Il s’agit des scénarios Devuška s knigoj v rukah (japonskij variant) / La Jeune fille avec un livre dans les mains (version japonaise) de Kira Muratova, Nasledstvo / L’Héritage de Jevhen Holubenko et Makler / L’Agent immobilier de Serhij Četvertkov.

Ils nous parviennent aujourd’hui grâce à la générosité de Jevhen Holubenko qui nous a ouvert ses archives personnelles et autorisé à les publier.

Une histoire en creux

L’analyse et l’étude de projets de films non réalisés deviennent aujourd’hui un champ d’investigation de plus en plus fertile pour les chercheurs en histoire du cinéma et en études cinématographiques. En effet, ces “films sans images” comme les nomme Jean-Louis Jeannelle en reprenant la terminologie de Blaise Cendrars (Blaise Cendrars 1959 ; Jean-Louis Jeannelle 2015) ou encore ces “films à lire” (Mireille Brangé, Jean-Louis Jeannelle 2019) sont une source archivistique précieuse, un objet de recherche passionnant, tout en étant problématique. En effet, l’œuvre non tournée reste mystérieuse à plus d’un titre puisqu’elle n’a pas eu l’occasion de se transformer en œuvre cinématographique et qu’on ne peut que supputer la manière dont l’agencement particulier des images et des sons, les choix de montage, le jeu d’acteur(s) en aurait métamorphosé la portée et le sens. Cette incertitude est accentuée par la tradition d’écriture littéraire qu’adoptent ici les trois textes. Ils décrivent, en effet, parfois des éléments dont la ‘traduction’ cinématographique est impossible à anticiper, comme lorsque Četvertkov écrit : “L’absinthe s’est révélée être du bon alcool maison, fort, sans arrière-goût déplaisant.” (cf. Makler, plus bas)
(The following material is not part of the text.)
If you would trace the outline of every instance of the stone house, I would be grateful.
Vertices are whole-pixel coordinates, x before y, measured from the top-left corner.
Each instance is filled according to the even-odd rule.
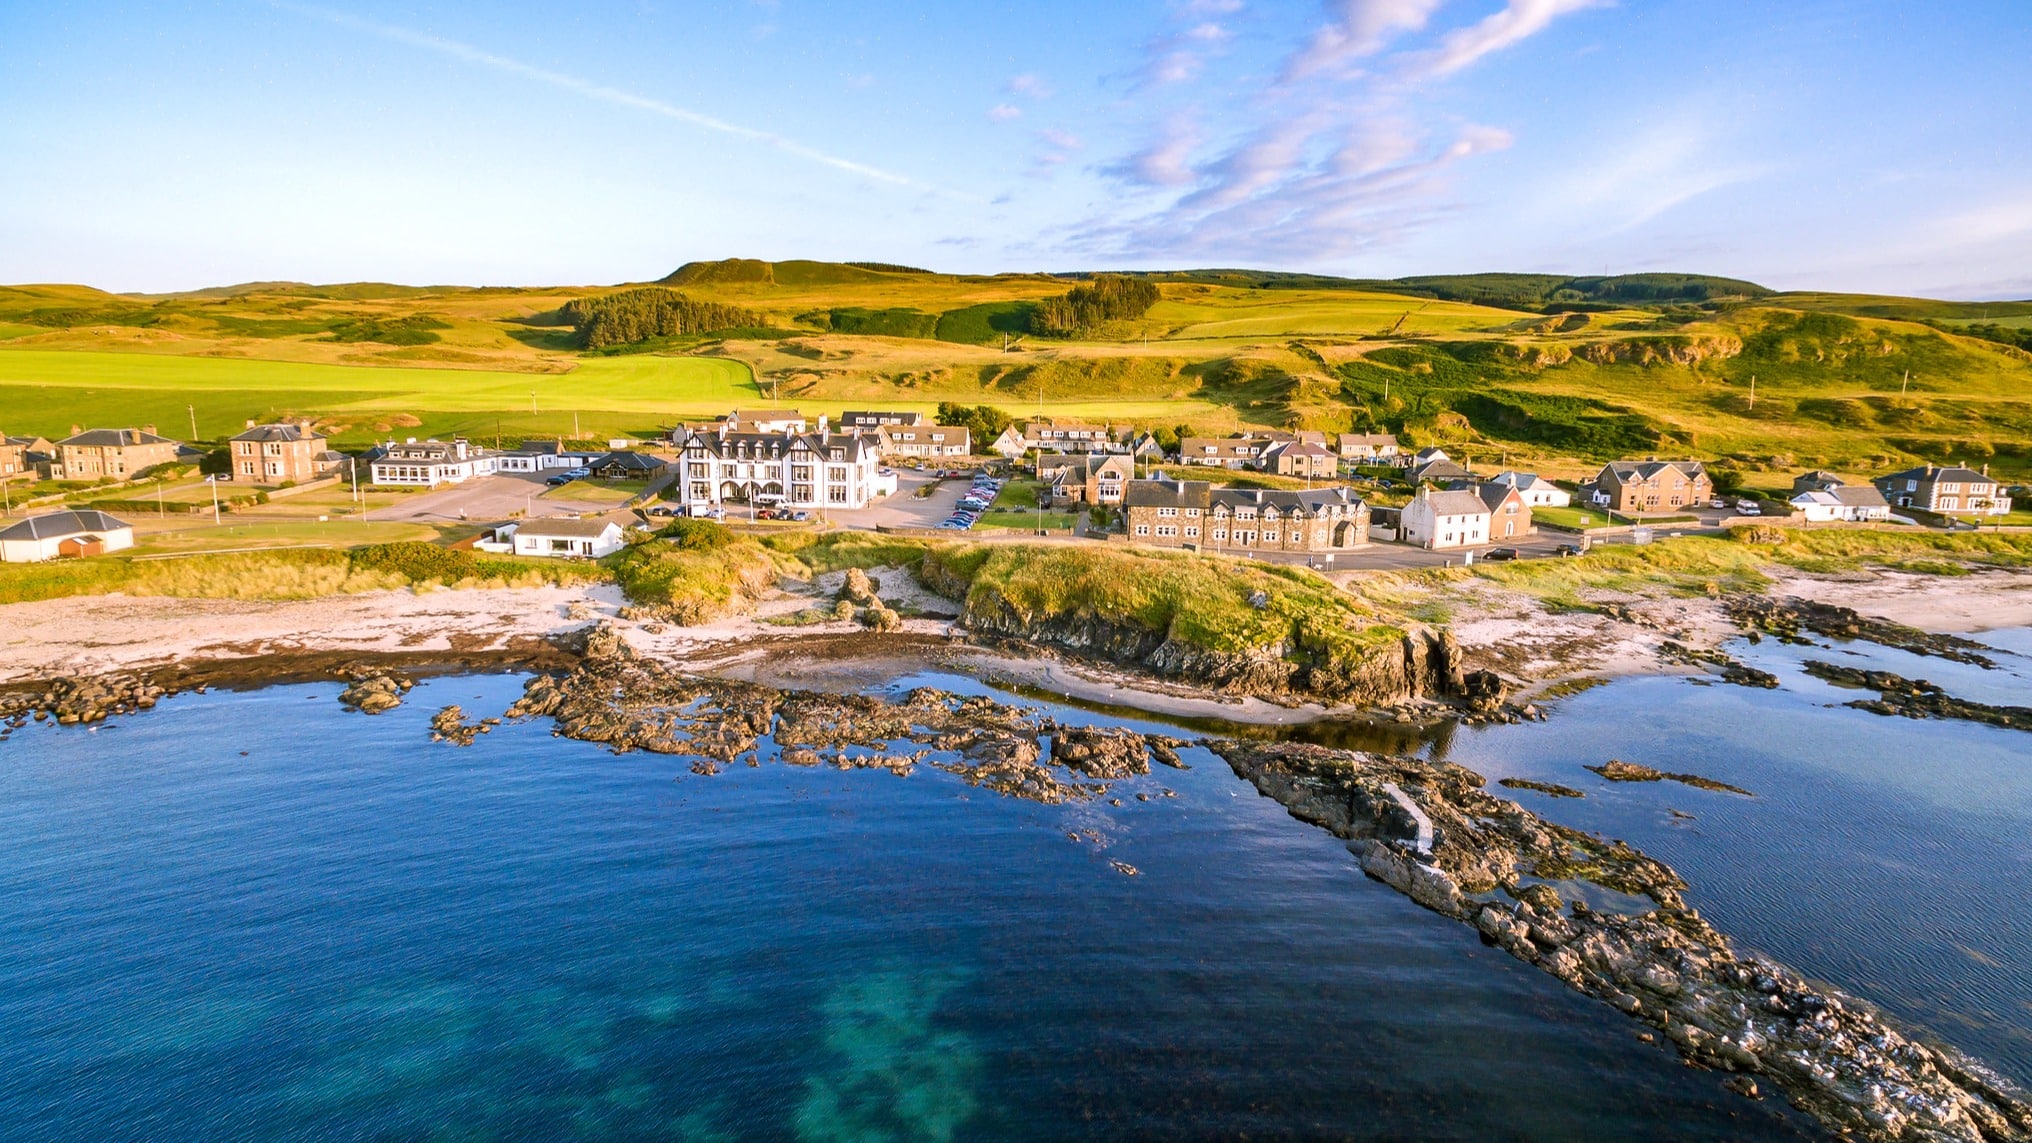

La distance potentielle entre l’écrit et le film, au-delà d’une bascule phénoménologique, est particulièrement vraie pour une cinéaste comme Muratova qui répétait à qui voulait l’entendre qu’elle s’ennuyait vite dans le processus de tournage et inventait sans cesse de nouvelles choses : “En général, je m’ennuie lorsque tout se passe comme prévu, que les acteurs jouent comme je voulais : aucune surprise !” (Muratova 2005). Voici ce que la cinéaste elle-même disait de la distance entre le texte écrit du scénario et le film terminé :

En fait, le scénario subit sans cesse des transformations, et durant le tournage, et durant le montage, et durant la sonorisation. Ce qui est écrit sur papier, la base dramaturgique du film, diffère de ce qui est fixé sur pellicule et qu’on appelle le matériau cinématographique. Le montage apporte sa propre dramaturgie liée aux changements des rapports de force dans la relation entre diverses parties, extraits, séquences, plans. À cause de la manière dont je monte, un fragment de texte peut être éliminé et au contraire un autre texte inventé pour la sonorisation ; cela peut même obliger à un tournage complémentaire. (Muratova 1995)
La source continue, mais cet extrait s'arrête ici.